After being elected mayor in 2002 to the liberal town, Cranston, Laffey faced many hurdles. One of the biggest was his fight against waste caused by city unions. Laffey stated that other politicians were scared to deal with the unions because, "They’re not going to get reelected without the unions’ support. Me, I don’t care."[2] The mayor worked to deal with the issue of overpaid city crossing guards workers; which were being paid the equivalent of $129 per hour in the city, this action led to a lot of criticism from unions and some government officials.[3] He also used security cameras as evidence that city workers were being negligent on the job.[4] In 2003, Laffey gave private groups permission to set up Christmas displays on city property. The ACLU attacked the mayor decision saying that it broke the “separation between church and state,” Laffey defended his position stating that state was not paying for the displays and that anyone could put them up. In the end, the city was victorious over the ACLU with a unanimous ruling by the U.S. Court of Appeals.[5] Laffey was reelected as Cranston mayor in 2004, winning 64% of the city's vote.[6]

Senatorial primary race

In 2006, the conservative Laffey ran against Republican Senator Lincoln Chafee, who was known for his liberal voting record. This primary race would turn out to be a fierce battle which would pin Laffey up against some established Republican leaders including United States President, George W. Bush, Elizabeth Dole, and the National Republican Senatorial Committee.

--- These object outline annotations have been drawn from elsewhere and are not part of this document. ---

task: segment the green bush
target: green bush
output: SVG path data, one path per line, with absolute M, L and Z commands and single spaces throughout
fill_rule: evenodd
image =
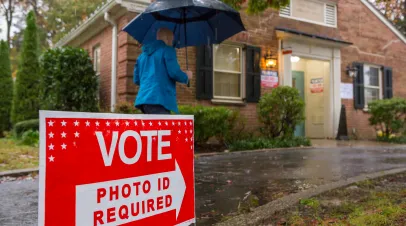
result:
M 13 100 L 13 85 L 8 44 L 5 41 L 0 41 L 0 137 L 11 126 L 10 114 Z
M 27 131 L 39 131 L 39 119 L 32 119 L 28 121 L 22 121 L 14 125 L 14 136 L 21 138 L 24 132 Z
M 238 116 L 226 107 L 179 106 L 179 112 L 183 115 L 194 115 L 194 137 L 199 144 L 207 142 L 211 137 L 220 142 L 230 140 Z
M 265 137 L 293 137 L 295 126 L 304 120 L 304 102 L 299 91 L 281 86 L 263 95 L 258 104 L 258 117 Z
M 117 104 L 116 107 L 115 107 L 115 113 L 120 113 L 120 114 L 142 114 L 141 110 L 134 107 L 133 104 L 128 103 L 128 102 Z
M 271 149 L 271 148 L 289 148 L 310 146 L 311 142 L 305 137 L 292 137 L 292 138 L 263 138 L 253 137 L 246 140 L 236 140 L 230 146 L 231 151 L 243 150 L 257 150 L 257 149 Z
M 38 64 L 39 45 L 35 13 L 28 13 L 14 87 L 11 119 L 13 124 L 38 118 L 40 108 Z
M 33 130 L 28 130 L 23 133 L 21 136 L 21 140 L 19 142 L 22 145 L 29 145 L 29 146 L 34 146 L 38 147 L 39 143 L 39 132 L 38 131 L 33 131 Z
M 375 100 L 368 104 L 368 108 L 371 114 L 369 123 L 377 131 L 382 131 L 384 137 L 389 138 L 405 129 L 406 99 Z
M 63 47 L 41 57 L 41 107 L 59 111 L 99 111 L 98 79 L 84 49 Z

Many political spectators draw the comparison between Laffey’s primary race and that of United States Congressmen, Patrick Toomey, who also went against the GOP in a failed attempt at replace liberal Republican senator, Arlen Specter.[7] Throughout Laffey’s campaign he drew support of conservative organizations like National Review and the Club For Growth, which donated half a million to Laffey’s primary race. Although conservatives supported Laffey, many Republican organization's donated large amounts of money to Chafee’s campaign, Laffey stated, "Whatever happened to Ronald Reagan's 11th commandment," referring to Reagan’s admonition never to speak ill of another Republican.[8] After a long primary battle Laffey was unable to overcome the opposition that the National Republican Senatorial Committee brought. He lost by 8% in a primary that brought a record turnout.[9] Laffey's opponent, Lincoln Chafey, later went on to lose the general election to Democrat, Sheldon Whitehouse.